After all, it's getting tougher to wish away the inherent implications of subsidized ethanol production, including higher beef production costs and higher consumer food prices (see “Ethanol Changes Everything,” page 34).

Though the ethanol business is anything but secure, federal energy policy and America's belief that ethanol can reduce its dependence on foreign oil promise to maintain subsidies for it. Subsequently, corn prices, as well as the cost of other grains and forage competing for acres, will probably remain high and volatile.

Barring an international financial meltdown, global oil demand should keep oil prices propped beyond lifetime familiarity, too.

As Lawrence pointed out, long-held drivers of the cattle business and their relationship to one another have changed.

Figure out average first

If you accept that, then a question as pressing as whether or not you're changing how you do business is if you know where you're at so you know how to change. That applies to both individuals and the industry.

For instance, in an industry that will apparently have fewer net-energy supplies at its disposal for feed, do we know what shape the factory is in? In this case, do we know if average cow weights are sustainable? That assumes we know current weights. Informal polling and gut instinct say there are fewer 850- to 1,000-lb. cows out there than lots of folks believe.

Similarly, is the average level of milk production sustainable? The pat answer often given is, “The milk in our herd is just moderate,” but what is moderate? Judging by the genetic trend for milk in the most heavily used breeds, “moderate” today might be what used to be regarded as high milk production useful in only lush environments.

What about weaning and yearling growth potential? Seedstock producers have bent the relationship between birth weight and growth traits beyond recognition over the past decade. Arguably, and all else equal, the quest for growth made sense when feed was cheap and plentiful. Looking ahead, though, if there is a maintenance cost for the unexpressed genetic potential lurking in the commercial industry, what is it?

For that matter, what level of maternal heterosis exists and how much benefit from direct heterosis can be factored into the industry's long-term strategy? Indications are that maternal heterosis is declining in the commercial industry, though dwindling input resources suggest the opposite is more sustainable.

None of this is to suggest little, no-growth, low-milking, mongrelized cows are the answer. Open little cows are as efficient as open big ones. Less milk in some environments impairs efficiency. Pounds are still the key economic incentive. The most succulent fruits of heterosis are grown with planned, complementary, systematic crossbreeding.
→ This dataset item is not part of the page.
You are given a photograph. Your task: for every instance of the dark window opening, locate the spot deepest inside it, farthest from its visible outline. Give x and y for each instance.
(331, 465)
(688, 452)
Efficiency — defined here as producing the most pounds of market-acceptable beef per cow exposed, with the least feed, health, labor and energy resources — will continue to be achieved by producers in multiple ways, given the gargantuan diversity of the production environment. But what is an ethanol cowherd, and how different is it from the nation's herd today?
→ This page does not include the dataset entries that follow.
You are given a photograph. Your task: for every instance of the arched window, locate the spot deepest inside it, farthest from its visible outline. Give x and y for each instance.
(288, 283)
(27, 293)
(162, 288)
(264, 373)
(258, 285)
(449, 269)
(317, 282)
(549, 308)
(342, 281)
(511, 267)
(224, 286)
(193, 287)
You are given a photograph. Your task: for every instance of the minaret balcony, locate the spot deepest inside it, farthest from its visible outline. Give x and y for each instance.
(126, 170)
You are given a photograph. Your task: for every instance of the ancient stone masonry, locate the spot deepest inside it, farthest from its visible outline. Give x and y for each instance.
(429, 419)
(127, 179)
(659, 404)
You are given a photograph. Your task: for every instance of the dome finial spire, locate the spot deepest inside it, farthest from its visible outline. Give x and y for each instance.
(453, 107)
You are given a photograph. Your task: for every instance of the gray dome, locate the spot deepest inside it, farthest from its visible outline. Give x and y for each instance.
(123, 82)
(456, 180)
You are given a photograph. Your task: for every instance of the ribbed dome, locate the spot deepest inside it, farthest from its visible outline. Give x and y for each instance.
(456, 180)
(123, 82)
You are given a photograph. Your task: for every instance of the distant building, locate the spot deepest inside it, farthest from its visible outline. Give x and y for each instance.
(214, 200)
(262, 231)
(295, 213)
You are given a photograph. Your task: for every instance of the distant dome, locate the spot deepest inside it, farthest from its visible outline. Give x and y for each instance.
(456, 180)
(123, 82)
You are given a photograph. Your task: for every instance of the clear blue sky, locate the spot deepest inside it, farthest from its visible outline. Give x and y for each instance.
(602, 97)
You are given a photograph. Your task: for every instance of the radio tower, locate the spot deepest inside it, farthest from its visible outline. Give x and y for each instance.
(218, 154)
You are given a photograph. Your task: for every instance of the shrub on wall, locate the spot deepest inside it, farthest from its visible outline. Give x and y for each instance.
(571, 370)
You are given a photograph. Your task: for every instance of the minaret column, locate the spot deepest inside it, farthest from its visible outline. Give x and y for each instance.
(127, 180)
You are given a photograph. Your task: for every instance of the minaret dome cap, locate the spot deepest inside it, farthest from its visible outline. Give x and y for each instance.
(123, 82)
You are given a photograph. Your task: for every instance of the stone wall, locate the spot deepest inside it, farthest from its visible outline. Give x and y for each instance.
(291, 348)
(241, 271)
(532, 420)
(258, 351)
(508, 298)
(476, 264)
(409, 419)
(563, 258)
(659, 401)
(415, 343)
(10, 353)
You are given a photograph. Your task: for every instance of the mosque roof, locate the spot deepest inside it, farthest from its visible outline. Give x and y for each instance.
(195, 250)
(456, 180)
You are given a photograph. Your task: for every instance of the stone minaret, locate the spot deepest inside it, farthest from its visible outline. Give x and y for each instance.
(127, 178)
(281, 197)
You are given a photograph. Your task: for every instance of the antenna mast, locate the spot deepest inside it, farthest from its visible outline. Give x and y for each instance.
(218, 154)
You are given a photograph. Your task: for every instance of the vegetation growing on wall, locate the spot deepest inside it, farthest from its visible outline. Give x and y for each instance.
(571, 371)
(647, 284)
There are many other basic questions, likely without easy or concrete answers on an industry basis. However, they demand exploring if the industry and individuals are going to figure out how to change to meet the production and product demands of an ethanol world.

Altered fundamentals

Moreover, the past may offer little guidance in a world of altered fundamental relationships where price volatility appears to be the new norm.

“Trend analysis is great in relatively stable times; it's critical. But it's going to take more than that,” says Barry Dunn, executive director of the King Ranch Institute for Ranch Management. Dunn provided a summary of this year's BQS, as well as provocative insights to what the ethanol revolution means to producers.

Dunn encourages producers to embrace systematic, informed strategic planning. This is the sort that goes beyond the simple “if and then” penciling many of us typically use in place of deeper, broader analyses.

In the short run, Dunn also points to a growing need for producers to consider risk management:

  • Use futures carefully
  • Cut unit cost of production
  • Diversify sources of income
  • Build in flexibility
  • Lower investment
  • Source and process verify
  • Forward contract

“Now is the time to step back, evaluate your ranch operation and determine how it fits the realities of agriculture's future,” Dunn says.